Breville’s line of espresso machines are consistently rated as the best for at-home coffee-making. New York City chef Missy Robbins calls the company’s Barista Pro “the perfect balance of automation and manual abilities” for beginners like herself while Amazon reviewers rank the Barista Express and the Infuser as the best all-around espresso machine and the best espresso machine with a pressure gauge, respectively. And if you really want to spend some serious cash, there’s the $2,000 Oracle, which Lyft VP Taggart Matthiesen calls “just phenomenal” and the closest he’s ever gotten to making professional-level espresso at home.

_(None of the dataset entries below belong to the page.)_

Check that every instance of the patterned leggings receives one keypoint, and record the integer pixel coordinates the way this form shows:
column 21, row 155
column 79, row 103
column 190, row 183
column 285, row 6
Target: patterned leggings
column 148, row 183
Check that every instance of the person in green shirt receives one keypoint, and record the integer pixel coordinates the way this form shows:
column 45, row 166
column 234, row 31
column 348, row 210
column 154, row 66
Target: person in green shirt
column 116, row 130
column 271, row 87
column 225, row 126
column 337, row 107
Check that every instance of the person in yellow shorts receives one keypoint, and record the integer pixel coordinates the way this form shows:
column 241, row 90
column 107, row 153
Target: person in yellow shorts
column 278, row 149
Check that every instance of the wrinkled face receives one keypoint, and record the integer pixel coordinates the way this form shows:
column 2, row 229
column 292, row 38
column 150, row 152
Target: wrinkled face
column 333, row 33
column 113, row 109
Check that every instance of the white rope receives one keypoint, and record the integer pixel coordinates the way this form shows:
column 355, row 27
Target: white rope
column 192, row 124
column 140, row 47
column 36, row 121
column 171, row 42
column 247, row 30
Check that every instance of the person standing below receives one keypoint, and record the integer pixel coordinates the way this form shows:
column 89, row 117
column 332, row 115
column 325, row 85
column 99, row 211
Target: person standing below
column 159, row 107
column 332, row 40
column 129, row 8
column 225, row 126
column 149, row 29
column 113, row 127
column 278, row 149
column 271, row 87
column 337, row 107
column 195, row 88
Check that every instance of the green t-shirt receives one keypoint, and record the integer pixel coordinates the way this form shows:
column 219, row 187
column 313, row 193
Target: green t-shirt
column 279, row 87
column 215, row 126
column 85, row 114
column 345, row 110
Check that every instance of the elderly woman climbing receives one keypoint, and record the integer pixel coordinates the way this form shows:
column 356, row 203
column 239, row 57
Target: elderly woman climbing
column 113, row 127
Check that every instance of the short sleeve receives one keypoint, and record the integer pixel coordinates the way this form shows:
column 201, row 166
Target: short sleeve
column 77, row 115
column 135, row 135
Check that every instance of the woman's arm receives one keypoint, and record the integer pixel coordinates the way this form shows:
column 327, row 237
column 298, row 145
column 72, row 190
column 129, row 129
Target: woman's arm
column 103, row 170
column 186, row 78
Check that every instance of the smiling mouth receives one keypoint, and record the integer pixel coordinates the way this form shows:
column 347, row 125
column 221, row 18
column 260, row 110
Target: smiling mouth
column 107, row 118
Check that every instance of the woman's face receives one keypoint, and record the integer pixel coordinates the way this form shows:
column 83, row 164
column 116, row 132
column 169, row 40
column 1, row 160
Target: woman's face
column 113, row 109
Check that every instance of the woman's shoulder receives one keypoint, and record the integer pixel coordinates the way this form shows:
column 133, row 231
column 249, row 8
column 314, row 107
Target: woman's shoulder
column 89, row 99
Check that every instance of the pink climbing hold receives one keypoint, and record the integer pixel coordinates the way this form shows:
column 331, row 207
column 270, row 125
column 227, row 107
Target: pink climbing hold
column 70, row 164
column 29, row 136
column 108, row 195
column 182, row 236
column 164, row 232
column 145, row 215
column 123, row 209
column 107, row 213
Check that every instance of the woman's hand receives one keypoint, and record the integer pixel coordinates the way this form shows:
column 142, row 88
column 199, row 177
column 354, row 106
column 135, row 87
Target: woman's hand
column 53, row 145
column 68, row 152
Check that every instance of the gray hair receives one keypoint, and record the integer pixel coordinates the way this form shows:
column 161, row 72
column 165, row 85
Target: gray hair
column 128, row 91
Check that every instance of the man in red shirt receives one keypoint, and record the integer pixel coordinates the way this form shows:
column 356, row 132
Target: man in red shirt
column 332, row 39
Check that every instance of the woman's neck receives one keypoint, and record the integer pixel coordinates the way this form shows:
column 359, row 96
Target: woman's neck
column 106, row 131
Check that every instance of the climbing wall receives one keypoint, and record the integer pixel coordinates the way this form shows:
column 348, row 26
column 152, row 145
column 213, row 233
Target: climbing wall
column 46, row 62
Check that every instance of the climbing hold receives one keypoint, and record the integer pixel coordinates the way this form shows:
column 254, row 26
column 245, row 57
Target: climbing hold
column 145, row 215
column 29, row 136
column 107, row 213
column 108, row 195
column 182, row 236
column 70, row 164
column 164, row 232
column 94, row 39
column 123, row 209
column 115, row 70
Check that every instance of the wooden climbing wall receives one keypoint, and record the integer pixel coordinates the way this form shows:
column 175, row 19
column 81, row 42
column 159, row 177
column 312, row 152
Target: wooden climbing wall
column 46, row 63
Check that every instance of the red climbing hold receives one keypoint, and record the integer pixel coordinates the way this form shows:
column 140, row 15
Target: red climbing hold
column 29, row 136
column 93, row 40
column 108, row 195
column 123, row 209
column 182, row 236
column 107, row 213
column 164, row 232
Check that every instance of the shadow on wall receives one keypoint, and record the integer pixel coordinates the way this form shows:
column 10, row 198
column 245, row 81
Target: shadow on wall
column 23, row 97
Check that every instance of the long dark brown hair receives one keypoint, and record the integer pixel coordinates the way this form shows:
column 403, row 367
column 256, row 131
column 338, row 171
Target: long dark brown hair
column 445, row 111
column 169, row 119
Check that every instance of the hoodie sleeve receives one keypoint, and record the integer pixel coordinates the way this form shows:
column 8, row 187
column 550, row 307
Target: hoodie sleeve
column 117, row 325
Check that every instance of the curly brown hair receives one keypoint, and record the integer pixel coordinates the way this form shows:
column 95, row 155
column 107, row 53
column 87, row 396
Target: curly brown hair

If you’re a pod loyalist, you’ll be happy to know that since 2016 Breville has had an incredibly fruitful partnership with Nespresso that’s resulted in the Creatista Plus, the best customizable single-serve pod espresso machine, according to Amazon reviewers. It’s “wonderfully easy to use” with step-by-step instructions built in and also has an easy-to-clean steam wand if you like foam on your coffee. The Vertuo, meanwhile, is a perennial favorite with nearly 3,600 four- and five-star reviews on Amazon, and it’s about a third of the price. “It brews such delicious cups of coffee and espresso in seconds,” writes one reviewer. “Not only is this machine super easy to set up and operate, but it takes up less room on my counter than my Keurig machine.”
Say you’ve already got your coffee-making situation figured out and you’re not about to buy a new machine. Why not treat yourself to Breville’s top-rated milk frother? Amazon reviewers rank it as the best multifunctional milk frother, giving users the ability to set temperatures and featuring discs specifically for lattes (smooth and silky) and cappuccinos (thick and creamy). “I truly had no idea what I had been missing out on with my other milk frother just on temperature alone,” one reviewer writes. It’s also excellent for other things, including making hot chocolate and warming breast milk.

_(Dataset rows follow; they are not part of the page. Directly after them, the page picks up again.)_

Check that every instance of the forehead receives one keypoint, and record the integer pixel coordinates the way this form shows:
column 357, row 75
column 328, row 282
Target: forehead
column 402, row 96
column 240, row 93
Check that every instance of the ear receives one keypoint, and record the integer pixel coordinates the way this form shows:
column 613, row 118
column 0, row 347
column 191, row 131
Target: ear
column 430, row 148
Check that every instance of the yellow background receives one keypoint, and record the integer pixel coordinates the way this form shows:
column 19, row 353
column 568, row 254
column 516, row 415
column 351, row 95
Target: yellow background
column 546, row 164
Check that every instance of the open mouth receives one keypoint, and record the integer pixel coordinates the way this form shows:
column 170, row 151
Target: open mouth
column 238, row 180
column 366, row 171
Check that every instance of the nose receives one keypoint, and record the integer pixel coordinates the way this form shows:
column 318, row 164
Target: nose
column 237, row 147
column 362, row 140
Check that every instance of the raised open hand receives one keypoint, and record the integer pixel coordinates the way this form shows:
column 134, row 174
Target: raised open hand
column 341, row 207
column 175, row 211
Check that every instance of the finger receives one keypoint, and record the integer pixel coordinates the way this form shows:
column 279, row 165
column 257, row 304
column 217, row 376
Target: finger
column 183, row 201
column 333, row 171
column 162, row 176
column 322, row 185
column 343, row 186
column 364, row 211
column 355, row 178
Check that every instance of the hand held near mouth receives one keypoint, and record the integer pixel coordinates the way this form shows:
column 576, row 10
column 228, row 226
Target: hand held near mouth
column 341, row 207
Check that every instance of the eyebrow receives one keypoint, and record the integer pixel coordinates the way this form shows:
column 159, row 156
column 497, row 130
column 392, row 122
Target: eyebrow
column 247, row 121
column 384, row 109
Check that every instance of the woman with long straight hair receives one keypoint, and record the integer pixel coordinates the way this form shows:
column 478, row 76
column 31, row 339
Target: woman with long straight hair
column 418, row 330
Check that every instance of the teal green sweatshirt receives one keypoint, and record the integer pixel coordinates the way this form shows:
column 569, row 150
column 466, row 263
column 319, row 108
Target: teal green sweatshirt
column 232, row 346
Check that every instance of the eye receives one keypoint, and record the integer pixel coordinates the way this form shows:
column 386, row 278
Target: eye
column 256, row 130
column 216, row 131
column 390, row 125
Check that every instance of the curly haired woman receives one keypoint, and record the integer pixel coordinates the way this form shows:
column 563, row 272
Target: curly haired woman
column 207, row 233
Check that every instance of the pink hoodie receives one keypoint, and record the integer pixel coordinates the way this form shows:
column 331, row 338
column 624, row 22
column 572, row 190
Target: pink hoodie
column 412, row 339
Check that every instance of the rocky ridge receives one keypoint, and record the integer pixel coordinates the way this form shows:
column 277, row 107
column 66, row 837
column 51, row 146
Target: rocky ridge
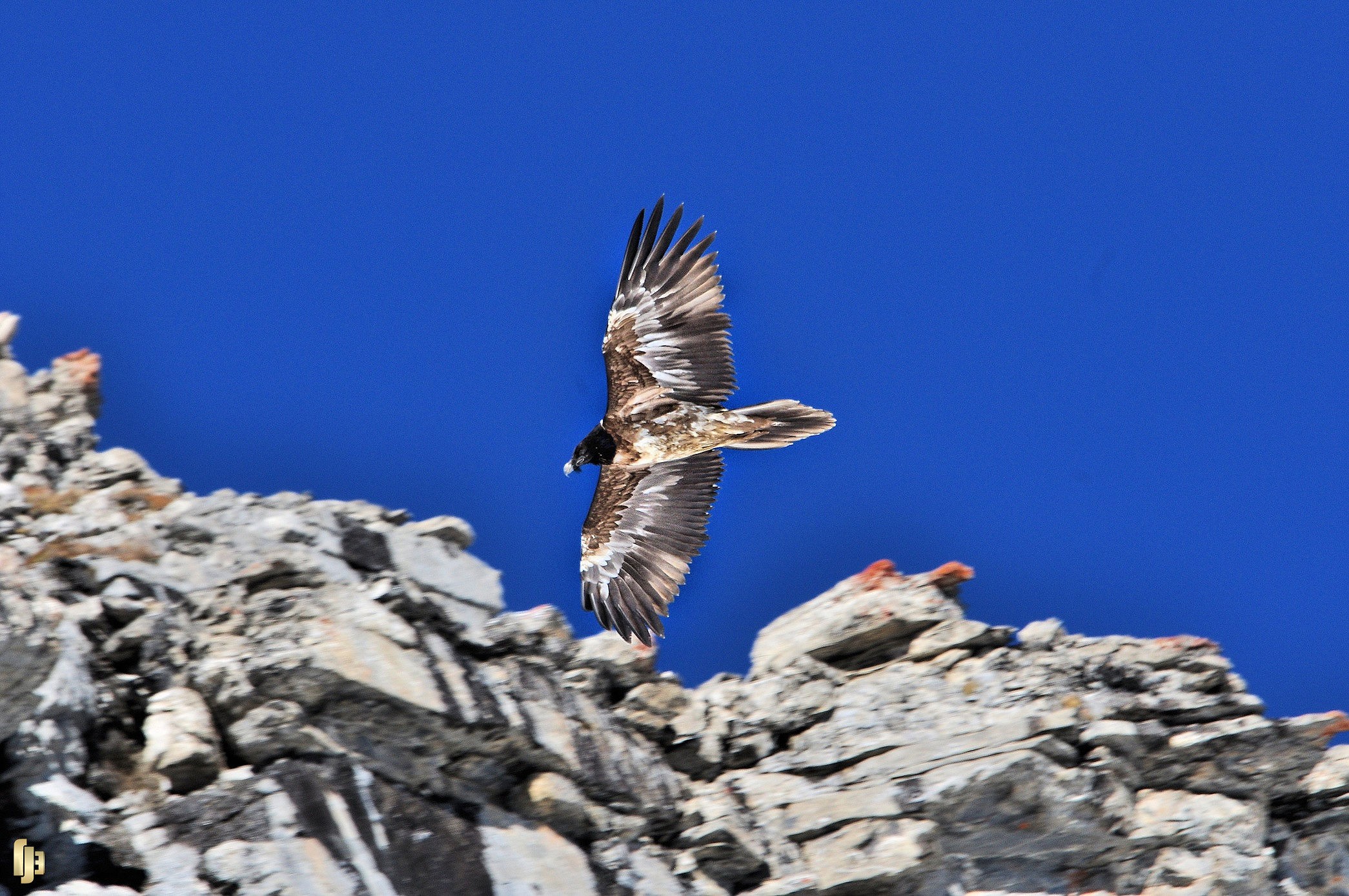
column 278, row 697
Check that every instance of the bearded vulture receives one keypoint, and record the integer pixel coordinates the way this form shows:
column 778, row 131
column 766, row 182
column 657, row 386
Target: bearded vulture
column 668, row 360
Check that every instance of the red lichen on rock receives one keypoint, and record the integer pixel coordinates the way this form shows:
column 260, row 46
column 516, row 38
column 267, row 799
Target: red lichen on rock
column 83, row 366
column 877, row 574
column 1188, row 643
column 954, row 573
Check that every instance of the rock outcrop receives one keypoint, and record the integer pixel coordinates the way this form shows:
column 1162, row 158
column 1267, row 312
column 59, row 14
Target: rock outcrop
column 276, row 695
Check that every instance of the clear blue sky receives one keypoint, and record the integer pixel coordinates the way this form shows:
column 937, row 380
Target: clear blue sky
column 1074, row 284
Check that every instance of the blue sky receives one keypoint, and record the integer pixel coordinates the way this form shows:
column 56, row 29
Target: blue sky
column 1071, row 280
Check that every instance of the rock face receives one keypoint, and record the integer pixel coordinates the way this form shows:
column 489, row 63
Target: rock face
column 245, row 695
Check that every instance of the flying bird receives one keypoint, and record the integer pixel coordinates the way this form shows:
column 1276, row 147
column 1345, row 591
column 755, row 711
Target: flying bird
column 668, row 361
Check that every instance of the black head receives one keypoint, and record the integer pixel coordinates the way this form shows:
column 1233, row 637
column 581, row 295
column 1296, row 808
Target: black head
column 595, row 449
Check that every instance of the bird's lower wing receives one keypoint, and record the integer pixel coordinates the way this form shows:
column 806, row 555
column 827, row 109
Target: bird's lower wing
column 642, row 529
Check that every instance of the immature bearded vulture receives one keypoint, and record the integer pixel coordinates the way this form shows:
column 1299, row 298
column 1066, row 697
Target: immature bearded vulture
column 669, row 370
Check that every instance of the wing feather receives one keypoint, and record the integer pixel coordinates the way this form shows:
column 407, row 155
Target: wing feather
column 642, row 529
column 667, row 329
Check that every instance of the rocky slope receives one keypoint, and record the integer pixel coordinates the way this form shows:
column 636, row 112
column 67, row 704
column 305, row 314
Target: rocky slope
column 282, row 697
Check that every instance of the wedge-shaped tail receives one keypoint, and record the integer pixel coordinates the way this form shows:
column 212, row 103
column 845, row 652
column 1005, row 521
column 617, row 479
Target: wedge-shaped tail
column 788, row 422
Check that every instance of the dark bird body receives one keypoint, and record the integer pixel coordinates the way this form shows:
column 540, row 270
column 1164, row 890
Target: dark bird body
column 668, row 360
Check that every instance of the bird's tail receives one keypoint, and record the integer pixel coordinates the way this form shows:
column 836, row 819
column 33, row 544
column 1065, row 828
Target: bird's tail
column 788, row 422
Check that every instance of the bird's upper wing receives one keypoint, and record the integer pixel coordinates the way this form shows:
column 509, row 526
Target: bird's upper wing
column 667, row 334
column 642, row 529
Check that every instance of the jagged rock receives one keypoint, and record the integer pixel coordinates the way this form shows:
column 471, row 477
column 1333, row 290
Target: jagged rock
column 451, row 529
column 867, row 617
column 241, row 695
column 873, row 856
column 181, row 741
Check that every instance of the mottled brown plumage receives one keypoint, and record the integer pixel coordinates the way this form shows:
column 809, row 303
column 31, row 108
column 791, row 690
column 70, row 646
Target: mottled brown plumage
column 668, row 360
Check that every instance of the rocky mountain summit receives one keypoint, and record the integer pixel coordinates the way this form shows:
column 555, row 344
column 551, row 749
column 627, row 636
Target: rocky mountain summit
column 283, row 697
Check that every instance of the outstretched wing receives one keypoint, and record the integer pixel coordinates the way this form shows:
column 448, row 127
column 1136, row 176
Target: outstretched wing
column 642, row 529
column 667, row 334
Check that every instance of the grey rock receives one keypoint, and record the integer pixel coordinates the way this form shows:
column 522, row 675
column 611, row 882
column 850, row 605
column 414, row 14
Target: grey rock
column 1040, row 636
column 451, row 529
column 869, row 616
column 181, row 740
column 245, row 694
column 955, row 635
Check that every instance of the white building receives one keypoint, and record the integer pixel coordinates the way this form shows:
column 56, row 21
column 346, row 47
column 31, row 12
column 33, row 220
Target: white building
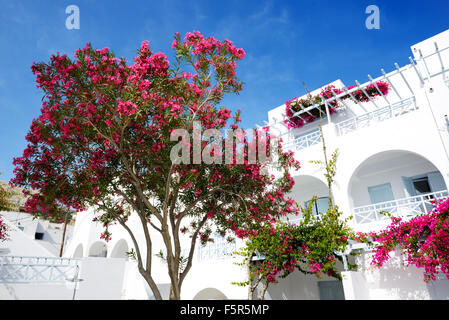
column 393, row 156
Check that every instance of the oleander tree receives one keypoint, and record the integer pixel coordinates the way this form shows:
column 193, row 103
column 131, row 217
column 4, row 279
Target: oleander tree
column 312, row 246
column 105, row 139
column 422, row 240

And if you’re not a coffee drinker, Breville also makes an excellent tea-maker, according to Strategist contributor David Schwartz. Rather than invest in an electric kettle, which, as Schwartz says, “don’t do much else besides boil water better,” he invested in Breville’s all-in-one tea-maker. “Breville’s Tea Maker is perhaps the most artificially intelligent machine a tea enthusiast can buy to brew at home, a conclusion I reached after researching top-of-the-line models for weeks,” he writes. “It brews automatically, at any time of day, without you having to do anything but pour in the tea.” But the pièce de résistance? A metal-mesh basket that automatically steeps and removes loose tea leaves. “Shockingly, this is groundbreaking — I’ve yet to see a product take over this manual step,” Schwartz says. “You neither have to be present nor sentient for tea to happen.”